The two-day, online auction generated $972.8 million in bonus bids for 142 parcels in Eddy, Lea and Chaves counties, breaking all records for BLM lease sales across the nation, according to the agency.
The amount generated is nearly three times the $358 million the BLM earned from all sales nationwide last year, and more than two times the agency’s record year for lease-sale income in 2008, when it earned $408.6 million.
New Mexico will reap about $467 million from the Wednesday and Thursday sale, because 48 percent of the revenue from such lease auctions goes to the state where the oil and gas activity occurs. The rest goes to the U.S. Treasury.
The auction results drew praise from U.S. Interior Secretary Ryan Zinke, who said in a news release that the state’s robust oil and gas development has turned New Mexico into a “centerpiece” for the country’s “all-of-the-above energy future.”
“The people of New Mexico will see about half a billion dollars of this right back into their roads, schools and public services,” Zinke said in a prepared statement.
The lease-sale money will significantly increase the state budget for the current fiscal year.
In August, the Legislative Finance Committee and executive economists projected a $900 million revenue surplus for fiscal year 2019, which began July 1. However, that projection was based on an estimate of just $200 million from the BLM’s latest auction. The $467 million it actually earned would now push that surplus to nearly $1.17 billion.
Apart from the lease sale’s record for total income, the auction also produced the highest bid ever for a single parcel and the highest per-acre bid ever received by the BLM in all its lease sales nationwide.
That bid generated $101.5 million for a 1,240-acre parcel in Eddy County, representing $81,855 per acre. That’s up from BLM’s previous record of $76.7 million for a single parcel set during an auction in New Mexico in 2016. And it’s double the BLM’s previous $40,000 per-acre record bid, set during a 2017 New Mexico auction.
The record-breaking auction reflects an unprecedented boom in oil and gas production in the Permian Basin in West Texas and southeastern New Mexico, particularly in the Delaware Basin, an oval-shaped shale rock formation that protrudes from southwestern Texas northward into Eddy and Lea counties. Modern drilling technologies have turned that zone into one of the most productive oil and gas fields in the world, which is sharply driving up prices for land parcels there.
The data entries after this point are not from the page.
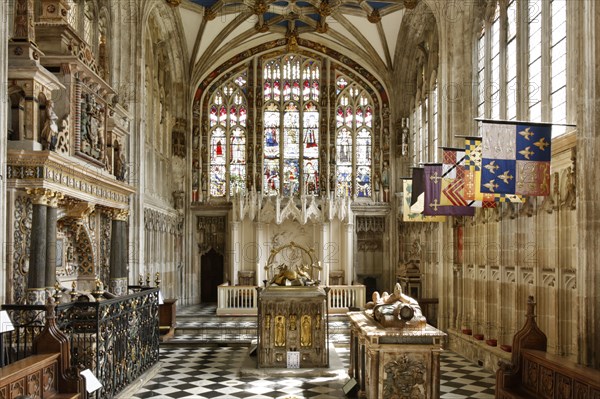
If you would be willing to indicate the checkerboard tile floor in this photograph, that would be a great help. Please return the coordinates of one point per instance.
(212, 372)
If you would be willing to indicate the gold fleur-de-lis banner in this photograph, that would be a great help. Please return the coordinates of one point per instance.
(516, 158)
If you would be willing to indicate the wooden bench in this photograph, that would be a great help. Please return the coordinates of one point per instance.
(534, 373)
(47, 374)
(33, 376)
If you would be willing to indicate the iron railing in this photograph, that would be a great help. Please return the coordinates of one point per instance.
(118, 338)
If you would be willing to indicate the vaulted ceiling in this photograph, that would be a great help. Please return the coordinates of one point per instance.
(367, 31)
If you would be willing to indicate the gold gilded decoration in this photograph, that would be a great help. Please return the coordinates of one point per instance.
(374, 17)
(209, 14)
(306, 331)
(491, 185)
(541, 144)
(280, 331)
(120, 214)
(527, 133)
(410, 4)
(492, 167)
(299, 269)
(526, 152)
(55, 198)
(260, 7)
(39, 196)
(506, 176)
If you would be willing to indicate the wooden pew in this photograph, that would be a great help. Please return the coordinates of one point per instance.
(46, 374)
(533, 373)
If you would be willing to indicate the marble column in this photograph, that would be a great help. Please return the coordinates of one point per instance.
(51, 213)
(118, 252)
(263, 254)
(4, 7)
(349, 254)
(36, 280)
(236, 253)
(588, 206)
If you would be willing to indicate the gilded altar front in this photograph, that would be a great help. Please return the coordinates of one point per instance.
(292, 319)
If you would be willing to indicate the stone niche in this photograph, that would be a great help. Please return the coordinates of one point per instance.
(292, 320)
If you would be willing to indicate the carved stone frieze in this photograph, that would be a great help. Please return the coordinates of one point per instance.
(50, 170)
(404, 378)
(163, 222)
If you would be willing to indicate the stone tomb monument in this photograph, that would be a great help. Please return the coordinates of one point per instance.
(394, 353)
(292, 311)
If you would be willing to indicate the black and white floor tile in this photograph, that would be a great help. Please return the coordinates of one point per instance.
(212, 372)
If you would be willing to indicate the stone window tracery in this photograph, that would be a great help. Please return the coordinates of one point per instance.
(544, 75)
(228, 126)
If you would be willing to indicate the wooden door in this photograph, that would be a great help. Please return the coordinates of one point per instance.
(211, 275)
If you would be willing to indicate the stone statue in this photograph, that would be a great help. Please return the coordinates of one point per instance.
(49, 133)
(305, 333)
(398, 310)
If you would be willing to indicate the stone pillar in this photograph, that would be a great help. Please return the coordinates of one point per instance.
(262, 256)
(3, 132)
(118, 252)
(36, 280)
(236, 253)
(588, 207)
(51, 212)
(323, 255)
(349, 253)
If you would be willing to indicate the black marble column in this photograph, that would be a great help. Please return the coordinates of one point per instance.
(51, 213)
(36, 280)
(118, 253)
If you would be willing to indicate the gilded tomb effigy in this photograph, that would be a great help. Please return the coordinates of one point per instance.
(292, 311)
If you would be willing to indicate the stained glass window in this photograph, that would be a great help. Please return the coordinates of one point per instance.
(354, 123)
(227, 122)
(291, 88)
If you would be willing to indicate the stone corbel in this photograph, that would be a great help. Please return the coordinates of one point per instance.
(54, 198)
(39, 196)
(548, 204)
(527, 207)
(120, 214)
(79, 210)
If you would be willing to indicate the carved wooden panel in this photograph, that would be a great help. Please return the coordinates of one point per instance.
(34, 385)
(546, 383)
(17, 388)
(564, 387)
(49, 378)
(530, 375)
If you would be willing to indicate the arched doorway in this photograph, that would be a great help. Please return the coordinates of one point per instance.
(211, 275)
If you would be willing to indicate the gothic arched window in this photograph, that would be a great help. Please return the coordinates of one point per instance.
(291, 88)
(227, 122)
(354, 124)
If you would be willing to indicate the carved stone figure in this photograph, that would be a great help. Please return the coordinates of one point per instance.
(49, 134)
(398, 310)
(280, 331)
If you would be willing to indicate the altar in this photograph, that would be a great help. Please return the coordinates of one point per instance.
(292, 312)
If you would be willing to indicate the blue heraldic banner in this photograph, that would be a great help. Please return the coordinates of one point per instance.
(516, 159)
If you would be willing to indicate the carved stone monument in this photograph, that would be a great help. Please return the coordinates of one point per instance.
(292, 311)
(394, 353)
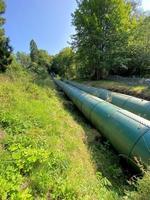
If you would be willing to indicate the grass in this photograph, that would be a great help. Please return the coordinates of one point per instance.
(49, 151)
(142, 91)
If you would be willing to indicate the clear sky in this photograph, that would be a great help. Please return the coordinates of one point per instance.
(48, 22)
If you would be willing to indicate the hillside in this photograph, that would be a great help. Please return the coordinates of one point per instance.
(53, 153)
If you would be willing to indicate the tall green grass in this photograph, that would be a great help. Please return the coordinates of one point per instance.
(48, 151)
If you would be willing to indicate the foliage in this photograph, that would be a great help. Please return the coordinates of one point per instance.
(102, 32)
(64, 63)
(142, 189)
(23, 59)
(40, 60)
(5, 48)
(139, 49)
(47, 149)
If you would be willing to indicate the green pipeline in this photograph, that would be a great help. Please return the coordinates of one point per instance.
(136, 105)
(127, 132)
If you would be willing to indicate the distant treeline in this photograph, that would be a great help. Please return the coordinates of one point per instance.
(112, 37)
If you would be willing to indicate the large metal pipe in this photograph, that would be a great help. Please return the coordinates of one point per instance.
(136, 105)
(127, 132)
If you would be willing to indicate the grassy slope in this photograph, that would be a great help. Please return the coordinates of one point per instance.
(141, 91)
(48, 150)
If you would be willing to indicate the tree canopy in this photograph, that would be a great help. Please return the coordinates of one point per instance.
(5, 48)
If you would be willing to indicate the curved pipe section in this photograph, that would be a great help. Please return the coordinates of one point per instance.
(127, 132)
(136, 105)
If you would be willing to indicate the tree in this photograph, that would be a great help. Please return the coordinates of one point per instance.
(33, 51)
(139, 49)
(64, 63)
(5, 48)
(24, 59)
(103, 28)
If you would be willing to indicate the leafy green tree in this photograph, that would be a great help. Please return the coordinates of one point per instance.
(102, 31)
(5, 48)
(24, 59)
(139, 49)
(40, 60)
(33, 51)
(64, 63)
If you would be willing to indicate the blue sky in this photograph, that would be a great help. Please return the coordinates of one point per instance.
(48, 22)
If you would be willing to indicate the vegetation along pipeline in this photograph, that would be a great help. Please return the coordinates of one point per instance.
(138, 106)
(128, 133)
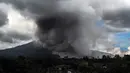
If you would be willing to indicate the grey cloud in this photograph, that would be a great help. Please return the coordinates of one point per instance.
(10, 36)
(3, 18)
(118, 18)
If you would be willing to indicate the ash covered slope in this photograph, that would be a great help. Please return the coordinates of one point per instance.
(34, 51)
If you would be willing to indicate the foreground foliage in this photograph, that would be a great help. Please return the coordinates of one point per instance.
(66, 65)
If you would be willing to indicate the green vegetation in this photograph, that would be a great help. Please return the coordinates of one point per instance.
(107, 64)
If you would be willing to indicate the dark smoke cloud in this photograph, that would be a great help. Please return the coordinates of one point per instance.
(57, 28)
(118, 18)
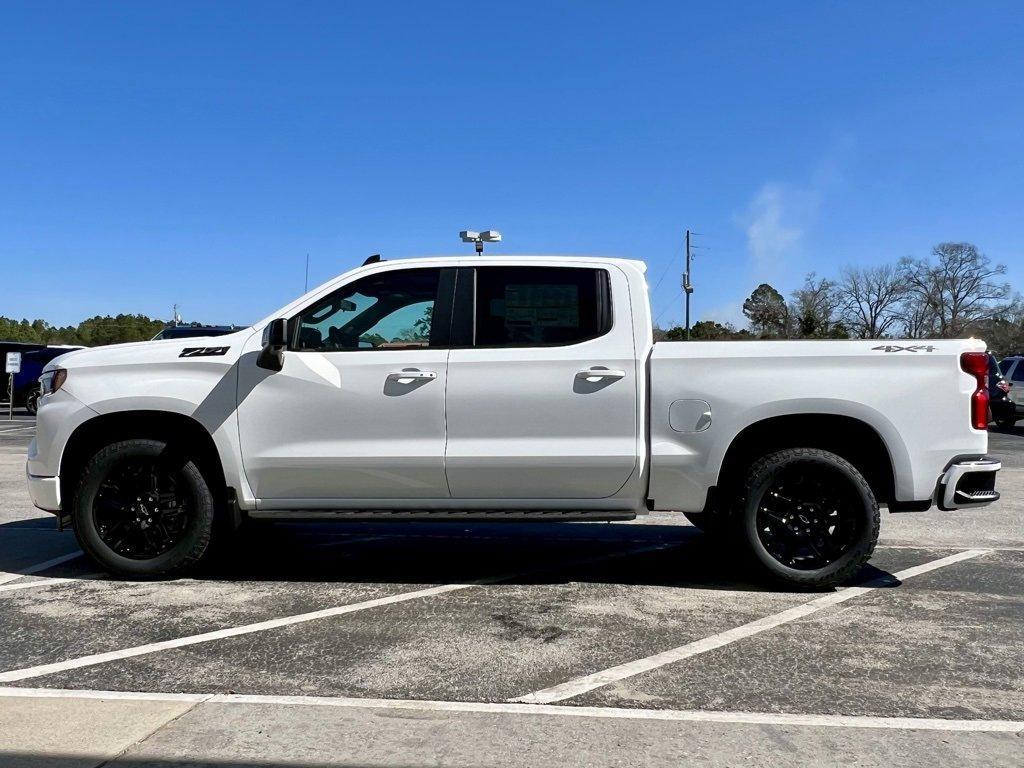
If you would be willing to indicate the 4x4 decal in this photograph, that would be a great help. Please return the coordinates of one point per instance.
(898, 348)
(203, 351)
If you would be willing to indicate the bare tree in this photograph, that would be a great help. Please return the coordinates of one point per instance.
(869, 300)
(962, 289)
(815, 308)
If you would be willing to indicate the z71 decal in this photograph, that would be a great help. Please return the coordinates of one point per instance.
(897, 348)
(203, 351)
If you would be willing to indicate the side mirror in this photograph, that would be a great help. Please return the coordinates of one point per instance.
(274, 343)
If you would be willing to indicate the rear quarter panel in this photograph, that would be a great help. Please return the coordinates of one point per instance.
(918, 401)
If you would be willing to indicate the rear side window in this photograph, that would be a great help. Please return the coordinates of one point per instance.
(541, 306)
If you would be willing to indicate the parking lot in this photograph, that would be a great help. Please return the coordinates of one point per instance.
(483, 644)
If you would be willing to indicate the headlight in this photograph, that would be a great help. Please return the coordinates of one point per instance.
(51, 381)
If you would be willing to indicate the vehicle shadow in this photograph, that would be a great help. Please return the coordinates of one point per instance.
(431, 553)
(519, 553)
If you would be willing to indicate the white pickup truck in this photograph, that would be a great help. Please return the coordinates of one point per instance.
(505, 388)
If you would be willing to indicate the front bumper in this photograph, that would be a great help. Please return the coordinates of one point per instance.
(45, 492)
(968, 483)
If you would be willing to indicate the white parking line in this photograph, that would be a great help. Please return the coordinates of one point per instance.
(52, 582)
(9, 577)
(631, 669)
(138, 650)
(693, 716)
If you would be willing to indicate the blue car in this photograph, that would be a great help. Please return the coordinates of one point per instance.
(27, 381)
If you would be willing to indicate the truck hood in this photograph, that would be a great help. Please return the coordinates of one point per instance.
(224, 348)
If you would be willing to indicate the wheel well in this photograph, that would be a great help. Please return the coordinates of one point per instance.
(182, 434)
(843, 435)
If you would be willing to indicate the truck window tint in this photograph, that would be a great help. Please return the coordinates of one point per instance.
(387, 310)
(532, 306)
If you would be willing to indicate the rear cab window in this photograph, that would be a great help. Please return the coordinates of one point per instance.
(517, 306)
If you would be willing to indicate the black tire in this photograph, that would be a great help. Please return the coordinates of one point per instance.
(697, 519)
(817, 534)
(117, 537)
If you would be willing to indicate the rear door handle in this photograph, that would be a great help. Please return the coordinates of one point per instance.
(594, 375)
(408, 377)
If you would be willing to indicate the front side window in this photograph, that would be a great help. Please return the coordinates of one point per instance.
(540, 306)
(387, 310)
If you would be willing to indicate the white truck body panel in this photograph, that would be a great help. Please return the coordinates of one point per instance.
(918, 407)
(524, 428)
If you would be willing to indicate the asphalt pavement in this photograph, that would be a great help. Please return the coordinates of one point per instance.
(467, 644)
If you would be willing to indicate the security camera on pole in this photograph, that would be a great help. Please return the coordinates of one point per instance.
(687, 286)
(478, 239)
(13, 366)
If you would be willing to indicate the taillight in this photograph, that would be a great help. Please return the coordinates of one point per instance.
(976, 364)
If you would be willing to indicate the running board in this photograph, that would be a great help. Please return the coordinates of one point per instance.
(433, 515)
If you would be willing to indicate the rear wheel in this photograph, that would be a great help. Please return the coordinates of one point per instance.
(808, 517)
(141, 511)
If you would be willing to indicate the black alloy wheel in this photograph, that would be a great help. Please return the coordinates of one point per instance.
(808, 517)
(805, 518)
(141, 510)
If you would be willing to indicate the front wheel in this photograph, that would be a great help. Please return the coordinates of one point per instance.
(141, 511)
(808, 517)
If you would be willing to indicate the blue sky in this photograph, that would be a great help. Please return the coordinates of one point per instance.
(194, 153)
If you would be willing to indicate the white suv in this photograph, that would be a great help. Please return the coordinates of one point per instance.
(1013, 372)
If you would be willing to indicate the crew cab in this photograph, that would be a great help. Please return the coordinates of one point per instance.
(505, 388)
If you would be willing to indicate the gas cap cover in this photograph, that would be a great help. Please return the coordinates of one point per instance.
(689, 416)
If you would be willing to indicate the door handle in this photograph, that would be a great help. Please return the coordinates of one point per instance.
(408, 377)
(594, 375)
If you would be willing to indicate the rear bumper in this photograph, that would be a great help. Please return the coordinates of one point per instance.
(968, 482)
(45, 492)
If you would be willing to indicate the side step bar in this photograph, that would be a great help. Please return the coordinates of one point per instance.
(433, 515)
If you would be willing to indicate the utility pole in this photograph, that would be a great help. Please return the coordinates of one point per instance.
(687, 286)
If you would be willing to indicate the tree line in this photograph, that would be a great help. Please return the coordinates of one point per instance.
(89, 333)
(956, 292)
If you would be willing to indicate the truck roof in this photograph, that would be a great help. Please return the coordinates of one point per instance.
(477, 260)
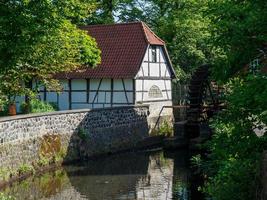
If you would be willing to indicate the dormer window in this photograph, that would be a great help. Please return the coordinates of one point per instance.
(155, 92)
(154, 54)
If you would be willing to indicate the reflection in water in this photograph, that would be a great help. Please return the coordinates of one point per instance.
(129, 176)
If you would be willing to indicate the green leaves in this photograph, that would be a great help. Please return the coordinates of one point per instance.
(235, 150)
(38, 40)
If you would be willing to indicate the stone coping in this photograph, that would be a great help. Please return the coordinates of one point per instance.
(26, 116)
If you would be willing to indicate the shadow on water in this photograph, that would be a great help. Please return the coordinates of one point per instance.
(132, 176)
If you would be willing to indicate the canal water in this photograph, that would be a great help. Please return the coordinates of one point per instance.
(129, 176)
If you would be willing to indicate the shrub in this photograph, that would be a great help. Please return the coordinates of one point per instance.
(233, 162)
(6, 197)
(165, 129)
(37, 106)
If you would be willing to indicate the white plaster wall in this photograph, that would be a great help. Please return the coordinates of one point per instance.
(145, 85)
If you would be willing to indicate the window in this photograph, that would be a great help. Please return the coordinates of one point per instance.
(254, 66)
(155, 92)
(154, 54)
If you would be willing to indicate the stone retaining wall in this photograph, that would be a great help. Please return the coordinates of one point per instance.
(39, 139)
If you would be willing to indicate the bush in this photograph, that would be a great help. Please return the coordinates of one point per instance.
(5, 197)
(37, 106)
(234, 159)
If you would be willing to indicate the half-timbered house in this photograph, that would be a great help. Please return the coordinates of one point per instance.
(135, 69)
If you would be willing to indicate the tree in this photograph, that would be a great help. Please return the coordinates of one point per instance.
(38, 39)
(239, 29)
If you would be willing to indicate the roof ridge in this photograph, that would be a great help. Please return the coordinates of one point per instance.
(144, 25)
(116, 24)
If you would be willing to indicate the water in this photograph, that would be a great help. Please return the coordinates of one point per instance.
(129, 176)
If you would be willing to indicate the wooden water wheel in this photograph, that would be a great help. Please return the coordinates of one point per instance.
(202, 100)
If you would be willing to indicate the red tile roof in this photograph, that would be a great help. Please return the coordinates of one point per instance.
(123, 47)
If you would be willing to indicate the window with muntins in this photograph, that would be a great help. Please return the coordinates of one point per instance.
(155, 92)
(154, 54)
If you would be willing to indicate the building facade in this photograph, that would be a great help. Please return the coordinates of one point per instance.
(135, 69)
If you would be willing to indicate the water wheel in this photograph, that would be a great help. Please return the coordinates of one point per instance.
(202, 100)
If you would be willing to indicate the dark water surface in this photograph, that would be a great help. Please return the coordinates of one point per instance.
(128, 176)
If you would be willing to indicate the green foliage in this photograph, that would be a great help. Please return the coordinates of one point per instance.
(38, 40)
(239, 29)
(37, 106)
(43, 161)
(82, 134)
(235, 150)
(25, 168)
(165, 129)
(5, 197)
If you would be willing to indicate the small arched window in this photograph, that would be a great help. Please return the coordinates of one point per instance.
(155, 92)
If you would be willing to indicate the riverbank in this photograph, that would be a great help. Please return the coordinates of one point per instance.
(32, 144)
(131, 175)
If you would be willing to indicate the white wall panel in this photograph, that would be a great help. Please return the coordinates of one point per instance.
(92, 96)
(108, 97)
(78, 97)
(64, 84)
(79, 84)
(162, 56)
(130, 97)
(119, 97)
(128, 84)
(101, 97)
(165, 71)
(105, 84)
(168, 84)
(51, 96)
(138, 96)
(98, 105)
(144, 69)
(40, 96)
(154, 69)
(138, 85)
(94, 84)
(146, 56)
(63, 101)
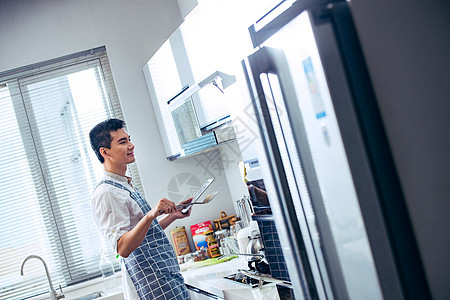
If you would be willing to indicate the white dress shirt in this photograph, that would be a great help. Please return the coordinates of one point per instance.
(116, 213)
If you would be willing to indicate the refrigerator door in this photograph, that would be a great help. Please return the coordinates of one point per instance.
(310, 186)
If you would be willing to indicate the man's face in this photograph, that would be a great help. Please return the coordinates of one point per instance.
(122, 150)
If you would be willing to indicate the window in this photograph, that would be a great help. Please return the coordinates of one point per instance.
(49, 170)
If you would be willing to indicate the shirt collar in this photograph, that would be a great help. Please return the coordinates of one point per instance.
(118, 177)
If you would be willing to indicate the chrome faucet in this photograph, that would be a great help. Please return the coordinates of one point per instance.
(53, 294)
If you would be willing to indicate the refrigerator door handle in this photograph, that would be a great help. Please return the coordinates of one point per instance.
(272, 61)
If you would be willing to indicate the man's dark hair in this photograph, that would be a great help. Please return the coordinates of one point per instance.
(100, 135)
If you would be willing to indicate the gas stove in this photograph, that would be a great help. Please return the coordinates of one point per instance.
(246, 280)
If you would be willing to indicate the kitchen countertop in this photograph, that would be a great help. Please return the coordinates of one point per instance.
(210, 279)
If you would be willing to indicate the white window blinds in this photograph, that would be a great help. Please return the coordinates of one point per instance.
(49, 171)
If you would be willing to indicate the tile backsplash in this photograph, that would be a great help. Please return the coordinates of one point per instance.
(274, 254)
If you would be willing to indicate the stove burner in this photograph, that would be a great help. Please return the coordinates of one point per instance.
(246, 280)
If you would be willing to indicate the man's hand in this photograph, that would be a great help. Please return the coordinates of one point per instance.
(178, 214)
(164, 206)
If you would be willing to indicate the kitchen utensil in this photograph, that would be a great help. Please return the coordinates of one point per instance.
(205, 201)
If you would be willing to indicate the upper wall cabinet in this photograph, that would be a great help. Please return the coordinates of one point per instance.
(189, 77)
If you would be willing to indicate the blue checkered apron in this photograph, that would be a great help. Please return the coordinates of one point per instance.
(153, 266)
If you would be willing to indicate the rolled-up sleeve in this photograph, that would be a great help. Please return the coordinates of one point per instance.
(111, 213)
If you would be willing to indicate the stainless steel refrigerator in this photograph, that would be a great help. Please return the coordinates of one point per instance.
(324, 157)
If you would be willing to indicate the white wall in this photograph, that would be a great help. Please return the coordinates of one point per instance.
(406, 44)
(35, 31)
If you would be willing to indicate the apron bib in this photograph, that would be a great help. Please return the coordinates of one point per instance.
(153, 266)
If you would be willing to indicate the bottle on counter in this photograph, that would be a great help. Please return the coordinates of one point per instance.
(213, 245)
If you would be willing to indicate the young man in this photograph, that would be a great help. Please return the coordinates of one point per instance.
(149, 264)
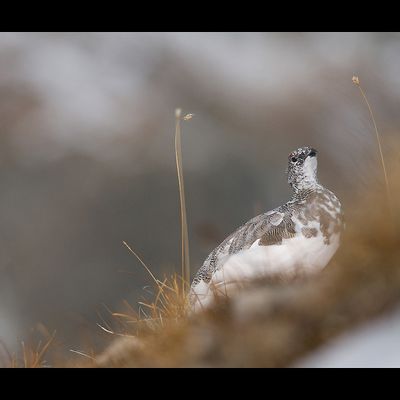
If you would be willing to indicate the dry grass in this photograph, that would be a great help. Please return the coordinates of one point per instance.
(275, 322)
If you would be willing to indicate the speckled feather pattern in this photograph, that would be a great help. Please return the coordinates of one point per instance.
(311, 206)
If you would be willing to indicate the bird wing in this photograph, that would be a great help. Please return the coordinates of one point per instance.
(269, 228)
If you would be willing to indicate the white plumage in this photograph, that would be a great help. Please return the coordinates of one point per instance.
(300, 236)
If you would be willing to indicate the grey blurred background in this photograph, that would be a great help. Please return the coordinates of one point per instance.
(87, 152)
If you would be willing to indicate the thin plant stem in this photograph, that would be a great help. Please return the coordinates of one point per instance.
(185, 259)
(356, 81)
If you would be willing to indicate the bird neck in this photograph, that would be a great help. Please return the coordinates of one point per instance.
(304, 188)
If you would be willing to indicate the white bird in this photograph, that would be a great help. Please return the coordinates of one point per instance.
(299, 236)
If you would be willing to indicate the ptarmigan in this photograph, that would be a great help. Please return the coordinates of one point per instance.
(301, 235)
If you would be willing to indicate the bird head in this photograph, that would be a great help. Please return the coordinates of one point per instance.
(302, 168)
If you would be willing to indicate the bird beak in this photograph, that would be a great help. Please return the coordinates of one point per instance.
(312, 153)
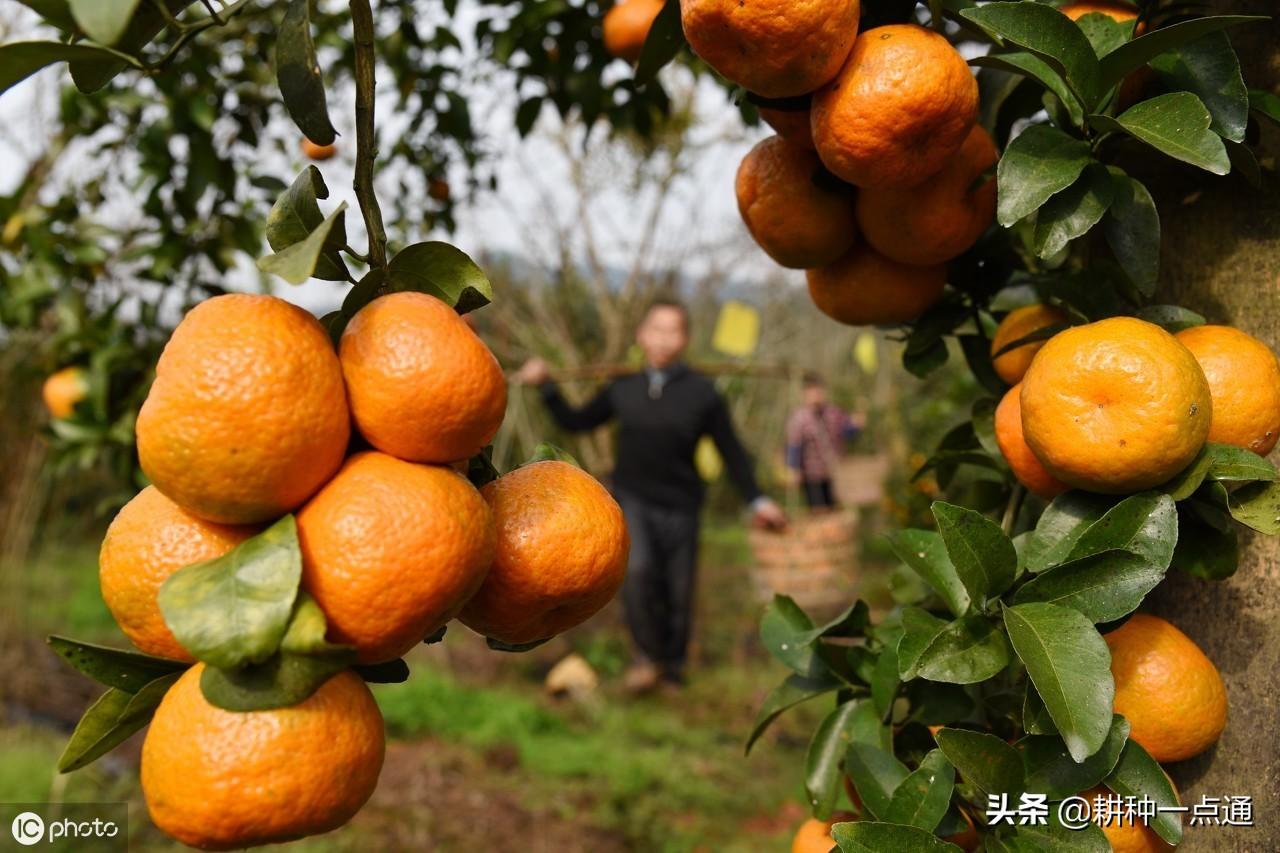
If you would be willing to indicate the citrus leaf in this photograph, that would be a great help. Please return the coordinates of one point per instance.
(443, 272)
(1070, 666)
(983, 760)
(1037, 164)
(234, 610)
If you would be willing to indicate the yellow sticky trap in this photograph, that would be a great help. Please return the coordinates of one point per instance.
(865, 352)
(708, 460)
(737, 331)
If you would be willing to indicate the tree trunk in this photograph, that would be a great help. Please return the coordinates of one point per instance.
(1221, 258)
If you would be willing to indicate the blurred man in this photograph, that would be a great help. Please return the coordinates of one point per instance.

New Mexico oil production reached an all-time high of 171 million barrels in 2017, and output this year is on track to climb even higher. Production reached 87.5 million barrels as of May, up from 66.8 million barrels in the same period last year, according to the state Oil Conservation Division.
“New Mexico is at the forefront of the oil and gas industry,” Ryan Flynn, executive director of the New Mexico Oil and Gas Association, told the Journal. “We’ll see more records being broken going forward.”
Unlike the boom-and-bust cycles of the past, the industry expects production to continue climbing for at least a decade, Flynn said.
“This is different than anything we’ve experienced before,” he said. “We’re not only seeing record-setting production, but sustained growth that we expect to continue over the next five to 10 years.”
Before this week’s auction, environmental groups said the BLM was planning to include about two dozen parcels within 10 miles of Carlsbad Caverns National Park. But in late July, the BLM eliminated those parcels from the September auction.